Ever want to run your AWS Lambda functions somewhere other than AWS Lambda? Did you create some awesome Lambda only to find out it takes longer than 5 minutes to run? Not a problem! You can easily run your AWS Lambda function anywhere you can run Docker.
This is designed as a command line tool to help you wrap your existing (Node.js) AWS Lambda functions within a Docker container to run.
You can also simply look at the Dockerfile
and _container.js
file here for examples in building your own Docker container.
It's useful if you want to sometimes run code in AWS Lambda while other times in a Docker container on your own servers or perhaps through ECS.
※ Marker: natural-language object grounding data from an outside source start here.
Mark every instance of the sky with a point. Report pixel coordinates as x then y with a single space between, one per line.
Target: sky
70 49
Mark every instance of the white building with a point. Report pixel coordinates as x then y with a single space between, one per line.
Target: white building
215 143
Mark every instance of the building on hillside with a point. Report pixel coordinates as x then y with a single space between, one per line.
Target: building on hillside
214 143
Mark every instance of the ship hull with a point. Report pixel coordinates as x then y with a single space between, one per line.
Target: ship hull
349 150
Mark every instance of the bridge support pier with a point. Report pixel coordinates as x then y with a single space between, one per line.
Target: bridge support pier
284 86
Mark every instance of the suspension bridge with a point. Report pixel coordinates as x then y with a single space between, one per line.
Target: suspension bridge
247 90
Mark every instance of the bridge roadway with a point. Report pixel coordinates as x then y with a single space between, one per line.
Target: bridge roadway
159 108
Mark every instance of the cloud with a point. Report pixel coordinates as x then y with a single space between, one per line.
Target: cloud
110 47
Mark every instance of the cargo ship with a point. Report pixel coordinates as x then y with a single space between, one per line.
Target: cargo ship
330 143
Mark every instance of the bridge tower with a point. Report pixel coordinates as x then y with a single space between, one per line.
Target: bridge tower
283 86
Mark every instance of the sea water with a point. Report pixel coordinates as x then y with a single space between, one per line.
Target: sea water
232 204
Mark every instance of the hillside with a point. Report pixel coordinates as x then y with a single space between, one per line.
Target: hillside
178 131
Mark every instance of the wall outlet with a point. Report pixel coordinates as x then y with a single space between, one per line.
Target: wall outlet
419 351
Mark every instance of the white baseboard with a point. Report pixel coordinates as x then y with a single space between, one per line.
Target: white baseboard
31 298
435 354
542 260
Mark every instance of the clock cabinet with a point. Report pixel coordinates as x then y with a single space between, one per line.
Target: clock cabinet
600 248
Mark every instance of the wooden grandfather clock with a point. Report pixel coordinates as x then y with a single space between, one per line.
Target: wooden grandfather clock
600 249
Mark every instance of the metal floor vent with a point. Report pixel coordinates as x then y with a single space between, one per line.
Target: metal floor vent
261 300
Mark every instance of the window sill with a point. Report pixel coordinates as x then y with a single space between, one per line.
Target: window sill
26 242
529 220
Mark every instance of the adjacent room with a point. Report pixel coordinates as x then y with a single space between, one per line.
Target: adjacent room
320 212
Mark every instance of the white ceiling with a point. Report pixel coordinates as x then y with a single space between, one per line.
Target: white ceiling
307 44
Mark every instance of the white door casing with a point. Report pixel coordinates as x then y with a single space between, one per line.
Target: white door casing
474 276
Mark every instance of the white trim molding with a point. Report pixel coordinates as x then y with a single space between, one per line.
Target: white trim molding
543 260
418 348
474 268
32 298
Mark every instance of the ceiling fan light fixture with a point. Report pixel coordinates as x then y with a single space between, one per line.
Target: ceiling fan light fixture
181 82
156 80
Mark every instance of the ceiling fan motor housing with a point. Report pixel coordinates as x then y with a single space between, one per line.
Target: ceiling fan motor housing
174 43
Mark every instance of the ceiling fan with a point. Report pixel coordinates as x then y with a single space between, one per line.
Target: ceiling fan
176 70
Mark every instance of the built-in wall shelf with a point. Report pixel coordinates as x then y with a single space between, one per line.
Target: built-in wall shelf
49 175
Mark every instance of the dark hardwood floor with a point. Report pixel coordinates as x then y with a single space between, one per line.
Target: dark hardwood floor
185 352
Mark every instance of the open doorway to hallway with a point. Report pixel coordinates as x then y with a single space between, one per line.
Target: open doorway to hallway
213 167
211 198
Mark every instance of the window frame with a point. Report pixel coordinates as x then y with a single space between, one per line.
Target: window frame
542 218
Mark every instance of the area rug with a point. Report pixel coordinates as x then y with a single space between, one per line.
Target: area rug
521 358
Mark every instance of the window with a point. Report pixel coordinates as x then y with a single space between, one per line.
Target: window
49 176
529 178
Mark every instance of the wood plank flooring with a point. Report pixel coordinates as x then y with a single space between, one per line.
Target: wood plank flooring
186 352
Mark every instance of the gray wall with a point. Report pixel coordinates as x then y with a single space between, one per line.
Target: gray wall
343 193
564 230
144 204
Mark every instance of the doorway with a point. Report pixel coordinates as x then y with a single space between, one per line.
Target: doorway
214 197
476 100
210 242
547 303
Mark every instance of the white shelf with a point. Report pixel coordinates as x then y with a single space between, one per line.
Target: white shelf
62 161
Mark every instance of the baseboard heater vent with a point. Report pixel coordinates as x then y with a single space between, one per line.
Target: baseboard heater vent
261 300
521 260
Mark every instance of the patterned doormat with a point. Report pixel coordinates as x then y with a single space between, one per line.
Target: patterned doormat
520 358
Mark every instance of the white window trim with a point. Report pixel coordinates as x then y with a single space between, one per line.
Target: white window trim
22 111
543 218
It assumes your AWS Lambda function exists within an index.js
file as exports.handler()
(for now). If you need to change this or change
some of the options for the Docker container, you can use the copy command instead of the build command. This will give you the opportunity
to change everything. If your needs are basic, you may be able to simply run the build command.
npm install -g node-docker-lambda
You'll want to run these commands from where your AWS Lambda code exists.
To just copy the boilerplate files over (Dockerfile
and _container.js
) to your current working directory, run:
ndl copy
This way you can alter the Dockerfile and even the little Lambda "emulator" as you see fit. Then manually build the Docker image.
If you want to build the Docker container right away, just run:
ndl build <name>
Where <name>
is the repository name/tag of your container (it's the -t
flag for Docker).
To run the container:
docker run container-name '{"event": "message"}'
You can deploy your Lambda Docker container to anywhere you'd normally deploy your Docker containers. Perhaps it's ECS. Especially
if you are using other Amazon services. Note: Unlike AWS Lambda, you will not have an AWS session - so you will need to pass some
credentials. Setting environment variables is a good way to do this. Edit the Dockerfile
(you'll need to use the copy command
and manually build the container) or use Amazon ECS to do it as an override in the Task.
Note: Amazon ECS lets you run Tasks directly from their web console. However, passing a JSON string to their form for the CMD
override presented some challenges. When that data was passed along and eventually got handed to _container.js
as an argument,
it could not be parsed. At least for now, you can pass a base64 encoded JSON string which won't have any problems with escaping.
Don't forget, _container.js
logs the results out to console (for context done()
, fail()
and succeed()
) so use docker logs
to see the output from your docker containers if you aren't running them from the command line yourself.